On arriving at the auction barn in Fredericksburg, I immediately became suspicious when no line of trucks with trailers existed waiting to unload their stock. It was then that I spotted a small but all too informative sign posted in the window of the auction house- “No sales on July 2 or 3”.
Silly me, I had failed to remember the auction barn closes on holidays such as Thanksgiving, Christmas, and New Years. It had never occurred to me that it would close for sales during the week of the 4th of July. Isn’t anyone going to eat steaks, hamburgers, or beef ribs, I fumed. Regrettably I was forced to point the nose of “the Old Goat”, my gas guzzling V-10 1999 Dodge pickup, homeward for the return trip.

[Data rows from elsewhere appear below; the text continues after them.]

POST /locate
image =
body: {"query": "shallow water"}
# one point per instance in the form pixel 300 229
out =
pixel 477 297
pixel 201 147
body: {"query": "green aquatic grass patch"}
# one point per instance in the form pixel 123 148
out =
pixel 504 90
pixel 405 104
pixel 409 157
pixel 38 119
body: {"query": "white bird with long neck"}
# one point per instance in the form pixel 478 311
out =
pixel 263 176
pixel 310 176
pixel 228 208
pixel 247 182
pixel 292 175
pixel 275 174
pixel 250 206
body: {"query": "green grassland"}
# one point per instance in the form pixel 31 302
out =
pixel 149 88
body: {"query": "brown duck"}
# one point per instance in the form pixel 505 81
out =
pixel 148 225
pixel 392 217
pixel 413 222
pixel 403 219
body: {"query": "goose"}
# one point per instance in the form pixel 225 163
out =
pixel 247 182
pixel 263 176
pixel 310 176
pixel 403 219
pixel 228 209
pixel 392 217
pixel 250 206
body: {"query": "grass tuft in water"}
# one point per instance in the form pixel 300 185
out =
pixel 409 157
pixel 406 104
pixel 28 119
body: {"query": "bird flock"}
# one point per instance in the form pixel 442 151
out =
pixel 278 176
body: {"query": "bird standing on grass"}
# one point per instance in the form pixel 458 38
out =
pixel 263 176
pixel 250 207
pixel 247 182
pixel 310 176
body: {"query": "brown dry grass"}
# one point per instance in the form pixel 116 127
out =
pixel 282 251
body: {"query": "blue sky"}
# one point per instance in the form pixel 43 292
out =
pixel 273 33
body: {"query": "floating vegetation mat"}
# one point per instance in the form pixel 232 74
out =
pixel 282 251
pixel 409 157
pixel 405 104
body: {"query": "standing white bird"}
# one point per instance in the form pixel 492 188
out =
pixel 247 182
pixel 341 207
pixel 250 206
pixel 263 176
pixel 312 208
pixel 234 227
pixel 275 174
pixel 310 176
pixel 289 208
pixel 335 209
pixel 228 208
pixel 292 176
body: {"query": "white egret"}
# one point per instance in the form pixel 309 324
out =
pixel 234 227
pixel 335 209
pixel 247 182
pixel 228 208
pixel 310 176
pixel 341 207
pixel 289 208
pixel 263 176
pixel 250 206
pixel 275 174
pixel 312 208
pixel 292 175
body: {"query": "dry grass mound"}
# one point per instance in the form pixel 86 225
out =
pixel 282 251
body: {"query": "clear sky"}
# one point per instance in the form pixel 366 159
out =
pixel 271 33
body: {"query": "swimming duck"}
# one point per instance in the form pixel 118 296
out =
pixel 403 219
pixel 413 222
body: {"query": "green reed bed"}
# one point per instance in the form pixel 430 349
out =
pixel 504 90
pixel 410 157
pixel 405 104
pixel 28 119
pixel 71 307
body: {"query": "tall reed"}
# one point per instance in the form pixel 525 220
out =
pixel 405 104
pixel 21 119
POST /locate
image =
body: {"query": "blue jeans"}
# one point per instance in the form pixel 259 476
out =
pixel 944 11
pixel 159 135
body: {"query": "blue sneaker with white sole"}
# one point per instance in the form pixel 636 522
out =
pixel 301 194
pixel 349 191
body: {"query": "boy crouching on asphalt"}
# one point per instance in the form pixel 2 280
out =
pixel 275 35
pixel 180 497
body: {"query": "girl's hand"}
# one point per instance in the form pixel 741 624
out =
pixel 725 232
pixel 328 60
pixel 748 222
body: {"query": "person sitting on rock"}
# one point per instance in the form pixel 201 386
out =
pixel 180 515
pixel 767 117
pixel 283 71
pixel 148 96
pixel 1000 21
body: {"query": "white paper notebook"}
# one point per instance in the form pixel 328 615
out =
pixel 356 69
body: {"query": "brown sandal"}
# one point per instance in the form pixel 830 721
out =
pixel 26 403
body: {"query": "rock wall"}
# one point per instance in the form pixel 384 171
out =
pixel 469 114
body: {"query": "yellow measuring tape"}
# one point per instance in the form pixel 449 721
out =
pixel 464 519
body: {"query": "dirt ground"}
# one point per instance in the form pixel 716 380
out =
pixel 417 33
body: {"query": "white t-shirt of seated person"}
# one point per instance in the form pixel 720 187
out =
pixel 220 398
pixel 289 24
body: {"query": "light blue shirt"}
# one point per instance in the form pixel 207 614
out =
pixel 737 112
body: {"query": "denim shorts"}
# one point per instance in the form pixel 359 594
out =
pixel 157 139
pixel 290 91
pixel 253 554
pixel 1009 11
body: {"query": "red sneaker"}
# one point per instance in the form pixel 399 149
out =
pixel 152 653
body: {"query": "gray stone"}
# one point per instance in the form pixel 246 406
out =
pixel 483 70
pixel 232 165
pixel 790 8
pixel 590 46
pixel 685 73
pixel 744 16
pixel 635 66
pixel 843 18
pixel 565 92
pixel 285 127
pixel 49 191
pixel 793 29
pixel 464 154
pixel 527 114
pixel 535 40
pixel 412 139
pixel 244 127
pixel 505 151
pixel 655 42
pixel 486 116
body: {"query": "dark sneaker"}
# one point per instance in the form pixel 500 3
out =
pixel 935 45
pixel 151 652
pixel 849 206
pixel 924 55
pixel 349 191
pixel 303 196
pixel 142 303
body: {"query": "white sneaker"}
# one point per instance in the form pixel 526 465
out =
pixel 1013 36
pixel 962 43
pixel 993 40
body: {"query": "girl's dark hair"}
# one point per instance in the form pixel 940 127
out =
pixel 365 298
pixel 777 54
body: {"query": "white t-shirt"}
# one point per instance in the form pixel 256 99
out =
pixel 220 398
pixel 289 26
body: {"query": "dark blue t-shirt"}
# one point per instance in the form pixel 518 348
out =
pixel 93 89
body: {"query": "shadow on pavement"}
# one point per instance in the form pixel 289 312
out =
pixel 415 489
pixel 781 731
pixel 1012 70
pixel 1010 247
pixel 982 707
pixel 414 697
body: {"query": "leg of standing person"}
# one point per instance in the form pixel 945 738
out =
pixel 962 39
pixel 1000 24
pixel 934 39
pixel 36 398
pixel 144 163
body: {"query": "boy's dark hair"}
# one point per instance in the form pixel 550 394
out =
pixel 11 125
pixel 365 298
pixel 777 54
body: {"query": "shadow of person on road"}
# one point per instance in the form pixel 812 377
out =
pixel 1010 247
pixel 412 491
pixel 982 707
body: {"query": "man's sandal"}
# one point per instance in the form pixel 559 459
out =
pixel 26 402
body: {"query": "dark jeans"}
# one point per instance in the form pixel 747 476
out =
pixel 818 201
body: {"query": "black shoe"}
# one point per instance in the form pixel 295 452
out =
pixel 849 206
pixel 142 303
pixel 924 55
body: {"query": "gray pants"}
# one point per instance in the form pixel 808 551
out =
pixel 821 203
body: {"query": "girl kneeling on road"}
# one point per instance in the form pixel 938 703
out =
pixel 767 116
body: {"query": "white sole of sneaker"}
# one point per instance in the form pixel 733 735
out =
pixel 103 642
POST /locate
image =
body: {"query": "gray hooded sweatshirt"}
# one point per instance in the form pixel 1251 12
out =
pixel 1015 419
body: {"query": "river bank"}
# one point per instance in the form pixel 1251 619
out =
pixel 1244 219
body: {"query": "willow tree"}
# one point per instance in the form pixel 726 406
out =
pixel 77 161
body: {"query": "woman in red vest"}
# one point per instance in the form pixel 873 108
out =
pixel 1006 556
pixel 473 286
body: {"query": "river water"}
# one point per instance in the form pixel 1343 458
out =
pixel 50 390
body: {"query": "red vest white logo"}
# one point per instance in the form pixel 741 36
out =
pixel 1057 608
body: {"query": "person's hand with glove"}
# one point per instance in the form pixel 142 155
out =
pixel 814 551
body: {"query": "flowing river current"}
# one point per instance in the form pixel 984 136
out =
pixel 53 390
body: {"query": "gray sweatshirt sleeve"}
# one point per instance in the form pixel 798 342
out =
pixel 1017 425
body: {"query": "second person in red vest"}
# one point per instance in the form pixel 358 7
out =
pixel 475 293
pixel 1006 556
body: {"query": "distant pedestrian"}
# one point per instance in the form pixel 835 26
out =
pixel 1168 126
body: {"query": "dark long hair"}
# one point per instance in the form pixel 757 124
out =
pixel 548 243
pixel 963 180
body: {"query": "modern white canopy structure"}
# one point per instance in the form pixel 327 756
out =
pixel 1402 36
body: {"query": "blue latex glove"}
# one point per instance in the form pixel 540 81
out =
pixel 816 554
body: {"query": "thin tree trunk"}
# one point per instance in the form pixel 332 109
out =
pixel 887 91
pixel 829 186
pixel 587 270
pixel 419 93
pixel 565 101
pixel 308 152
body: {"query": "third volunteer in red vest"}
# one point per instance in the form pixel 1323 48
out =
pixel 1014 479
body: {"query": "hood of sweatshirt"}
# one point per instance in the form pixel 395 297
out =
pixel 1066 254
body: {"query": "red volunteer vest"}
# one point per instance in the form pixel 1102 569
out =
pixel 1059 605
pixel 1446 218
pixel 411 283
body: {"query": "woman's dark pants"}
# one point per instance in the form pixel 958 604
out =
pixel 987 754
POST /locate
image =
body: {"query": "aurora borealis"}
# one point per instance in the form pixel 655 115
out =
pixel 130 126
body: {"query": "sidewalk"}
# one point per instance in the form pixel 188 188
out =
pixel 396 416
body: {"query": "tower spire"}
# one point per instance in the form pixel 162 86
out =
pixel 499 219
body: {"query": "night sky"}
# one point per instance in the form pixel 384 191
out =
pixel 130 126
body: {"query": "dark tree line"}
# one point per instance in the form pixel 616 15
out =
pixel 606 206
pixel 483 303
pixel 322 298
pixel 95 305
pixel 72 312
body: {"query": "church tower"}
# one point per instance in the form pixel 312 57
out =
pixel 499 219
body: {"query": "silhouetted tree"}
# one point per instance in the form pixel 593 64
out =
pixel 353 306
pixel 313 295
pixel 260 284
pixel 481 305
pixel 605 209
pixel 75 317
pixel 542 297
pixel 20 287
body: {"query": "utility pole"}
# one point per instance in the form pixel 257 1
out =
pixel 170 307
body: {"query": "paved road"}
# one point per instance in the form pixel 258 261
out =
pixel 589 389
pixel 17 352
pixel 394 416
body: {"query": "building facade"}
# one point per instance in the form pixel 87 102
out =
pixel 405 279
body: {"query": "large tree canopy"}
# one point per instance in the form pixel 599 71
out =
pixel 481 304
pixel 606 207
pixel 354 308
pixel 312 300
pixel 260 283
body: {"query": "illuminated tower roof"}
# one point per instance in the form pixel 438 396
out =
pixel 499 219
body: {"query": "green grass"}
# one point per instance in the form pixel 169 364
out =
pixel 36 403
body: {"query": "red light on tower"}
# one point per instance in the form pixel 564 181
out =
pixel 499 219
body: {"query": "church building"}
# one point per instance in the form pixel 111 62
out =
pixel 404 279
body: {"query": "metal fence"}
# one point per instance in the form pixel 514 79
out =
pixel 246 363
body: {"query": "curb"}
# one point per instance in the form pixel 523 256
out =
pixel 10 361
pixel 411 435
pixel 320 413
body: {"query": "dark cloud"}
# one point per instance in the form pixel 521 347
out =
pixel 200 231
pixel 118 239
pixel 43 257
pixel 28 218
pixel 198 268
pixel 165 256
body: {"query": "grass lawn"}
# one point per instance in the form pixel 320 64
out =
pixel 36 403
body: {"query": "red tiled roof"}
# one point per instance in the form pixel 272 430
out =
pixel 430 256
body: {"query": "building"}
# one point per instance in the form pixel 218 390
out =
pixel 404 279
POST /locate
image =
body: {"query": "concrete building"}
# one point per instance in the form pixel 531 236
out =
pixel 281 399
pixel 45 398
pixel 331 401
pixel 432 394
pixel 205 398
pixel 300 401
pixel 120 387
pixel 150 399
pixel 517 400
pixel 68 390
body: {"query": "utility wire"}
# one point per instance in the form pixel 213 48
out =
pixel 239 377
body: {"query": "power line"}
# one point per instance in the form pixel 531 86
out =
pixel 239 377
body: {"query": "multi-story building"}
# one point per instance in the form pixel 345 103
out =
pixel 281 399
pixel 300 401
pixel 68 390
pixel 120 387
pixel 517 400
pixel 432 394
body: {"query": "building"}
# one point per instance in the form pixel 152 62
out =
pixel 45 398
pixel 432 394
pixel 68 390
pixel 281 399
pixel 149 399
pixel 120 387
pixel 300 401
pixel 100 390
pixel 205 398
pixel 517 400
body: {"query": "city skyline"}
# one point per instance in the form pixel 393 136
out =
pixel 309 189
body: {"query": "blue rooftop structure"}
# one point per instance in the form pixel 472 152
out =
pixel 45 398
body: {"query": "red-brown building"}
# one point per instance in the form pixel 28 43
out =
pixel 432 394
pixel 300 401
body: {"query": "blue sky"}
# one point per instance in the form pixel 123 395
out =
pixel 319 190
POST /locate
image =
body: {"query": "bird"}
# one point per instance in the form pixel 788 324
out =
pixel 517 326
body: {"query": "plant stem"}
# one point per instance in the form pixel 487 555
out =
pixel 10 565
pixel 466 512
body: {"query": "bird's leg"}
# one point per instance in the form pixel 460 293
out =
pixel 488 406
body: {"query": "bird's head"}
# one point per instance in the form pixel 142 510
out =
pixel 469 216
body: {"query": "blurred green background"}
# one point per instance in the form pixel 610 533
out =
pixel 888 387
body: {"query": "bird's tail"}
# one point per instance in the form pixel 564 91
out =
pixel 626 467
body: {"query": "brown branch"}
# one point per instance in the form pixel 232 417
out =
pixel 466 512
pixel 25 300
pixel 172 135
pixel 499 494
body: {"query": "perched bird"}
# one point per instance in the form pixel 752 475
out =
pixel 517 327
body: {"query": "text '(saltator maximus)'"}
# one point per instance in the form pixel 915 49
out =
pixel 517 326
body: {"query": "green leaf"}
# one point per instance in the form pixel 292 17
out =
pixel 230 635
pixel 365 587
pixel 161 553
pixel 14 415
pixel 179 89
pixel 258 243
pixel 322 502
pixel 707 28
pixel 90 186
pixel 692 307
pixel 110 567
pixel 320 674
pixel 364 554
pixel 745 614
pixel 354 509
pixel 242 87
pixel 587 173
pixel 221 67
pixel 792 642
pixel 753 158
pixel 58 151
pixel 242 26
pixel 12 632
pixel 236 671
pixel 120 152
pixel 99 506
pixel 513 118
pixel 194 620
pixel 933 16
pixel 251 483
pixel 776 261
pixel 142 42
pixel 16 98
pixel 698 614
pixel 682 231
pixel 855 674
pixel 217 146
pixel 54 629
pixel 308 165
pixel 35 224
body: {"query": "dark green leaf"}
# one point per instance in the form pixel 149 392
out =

I don’t think “cow” very well, but I would like to believe the calves enjoyed their outing. I know the ride along dogs enjoyed it, as Bella and Jack gave me numerous wet and raspy licks both on the way into town and on the way back to the ranch. With my face thoroughly washed and abraded, I unloaded the calves into the front pasture. They trundled out, looked blankly around, then kicked up their heels, and ran straight in the direction of the herd. They appeared no worse for wear and had experienced a remarkably cool ride into town for a July morning in Texas.
My error today was certainly not my most painful as a rancher. For instance it does not compare to when I was pitched from a horse and broke my arm and jammed my neck, or in a second instance when i blew out a disc in my back trying to man-haul a stump out of the creek bed after a flood (in my defense, my tractor was broken and what else could I do?).
Now those two mistakes hurt! Mind you, I never in 30 years got injured swinging a reflex hammer at someone’s knee as a neurologist. Since retiring and becoming a rancher I have broken two bones, torn ligaments, blown out my back, and worst of all suffered numerous instances of major loss of face.
It’s also not the most foolish ranching mistake I have committed. Several candidates for this dishonor readily come to mind. Expanding my herd prior to the onset of a major drought might come in at most expensive. I never would have guessed that hay could get that expensive. Personally, I rather like the time when I determined to paint one of my pipe cattle guards red and black in honor of my undergraduate Alma Mater, Texas Tech University. I thought it would look nice and thought just maybe the cows would enjoy it too.
Trudy, despite otherwise having good sense and having utterly failed to talk me out of this folly, got down on her hands and knees and helped me complete the goofy project. I do recall her muttering under her breath most of the time it took to complete. Trudy, I think this would fall under the clause in the marriage contract, “For Better Or Worse”. You’ve got to admit, our marriage hasn’t been dull!
Looking back on it, I’ve made plenty of ranching mistakes. Perhaps it’s inevitable having been a “city boy” most of my life and having lived rural ranch life only for the last 12 years. But that’s the fun of it. I have learned more from my all too frequent mistakes than from the ranch books I have read or the Ranch Day Programs I have attended. It has been fun. Besides as Trudy and I say to one another if taking life too seriously, “No one is going to die from this.” In my previous life, I certainly could never say that.